Environmental Sustainability and Economic Development in Asia

In recent years, the economic development of the East Asian region has been booming. The region was among the least hard hit by the financial crisis.

 For example in China, although during exports did go down during the recession, the economy did not crash. This was largely because of various stimulus plans, and also the fact that China has been developing a system where they are gradually beginning to increase domestic consumption, which is a huge step ahead for China’s economy.

pushing towards green economy

 Asian countries, especially within the ASEAN region, which have strong economic ties with China are equally benefiting from China’s booming economy.

 However, with a better life, more pay and higher standards of living comes another problem – how to protect the environment. The economy is growing and so is the pollution. Numerous factors affect this. Some of them are industry, as well as the more increasing number of automobiles in major Asian cities. 

According to a recent study which was conducted by HSBC and published in the New York Times, “Climate change has consistently been among the major issues people worry about in each of the past three years, evoking a similar level of concern to global economic stability, terrorism and violence in everyday life.”

Another study also conducted in Hong Kong says that many people are afraid of the dangers climate change might bring to future generations. The Asia Development Bank (ADB) identifies sustainable environmental development as a “prerequisite for economic growth and poverty reduction in Asia and the Pacific”.   This is increasingly important, especially for South Asian countries, where poverty is a major problem and affects a vast majority of the population.

According to a report published by the World Bank poverty in South Asia is inextricably linked to the management of environmental and social development issues.  Sustainable natural resources management (including water resources management) and pollution management, especially related to outcomes of improved livelihoods, reduced environmental health risks, and reducing vulnerability, particularly of the region’s poor, is central to the Bank’s assistance in its client countries in South Asia and is consistent with the Bank and region’s environmental strategy”.   

Sustainable development is a pattern of resource use that aims to meet human needs while at the same time preserving the environment so that these needs can be met not only in the present, but also for generations to come.

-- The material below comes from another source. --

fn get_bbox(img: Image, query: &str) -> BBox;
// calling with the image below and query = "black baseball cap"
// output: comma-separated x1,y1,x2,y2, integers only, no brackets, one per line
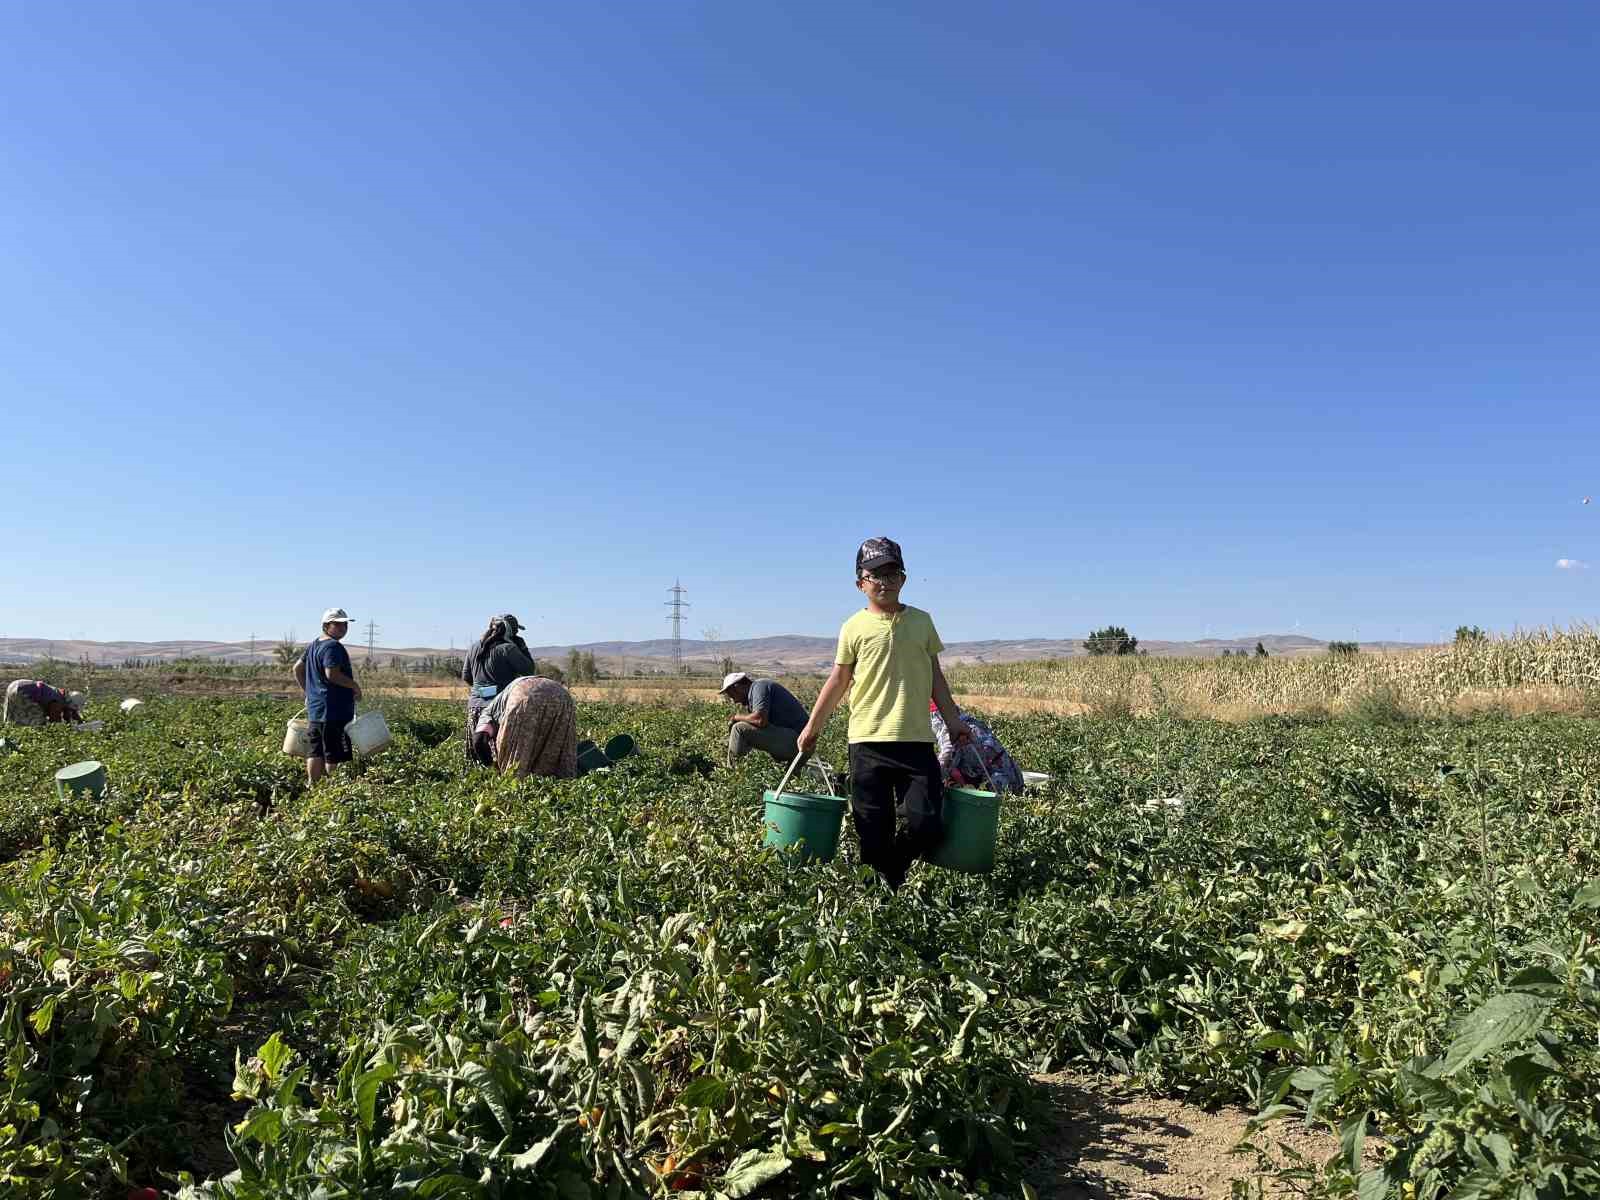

It is evident that the East Asian region is an important part of the world, and its role will continue that importance will continue to grow. It is necessary to develop the economy but at the same time concentrate on possible future implications it could have in the future.

However, measures are being taken in this area. For example, China is shifting to renewable energy so as to reduce carbon emission.

China has over 400 photovoltaic (solar energy production) companies and produces about 23% of the photovoltaic products worldwide.  Over the past six years China’s manufacturers grabbed 43 percent of the global photovoltaic-panel market over, pricing products as much as 20 percent cheaper than in Europe, according to Bloomberg New Energy Finance.

According to Forbes magazine, China has about one quarter of the World’s solar panel production capacity, and Chinese companies are currently rapidly gaining market share, especially in Europe. This is mainly because of “driving down prices using their low-cost, large-scale factories,” reported Forbes.   

Efforts are being taken to guarantee sustainable development in the region. If this really can be achieved, it can make way for a number of opportunities in the future.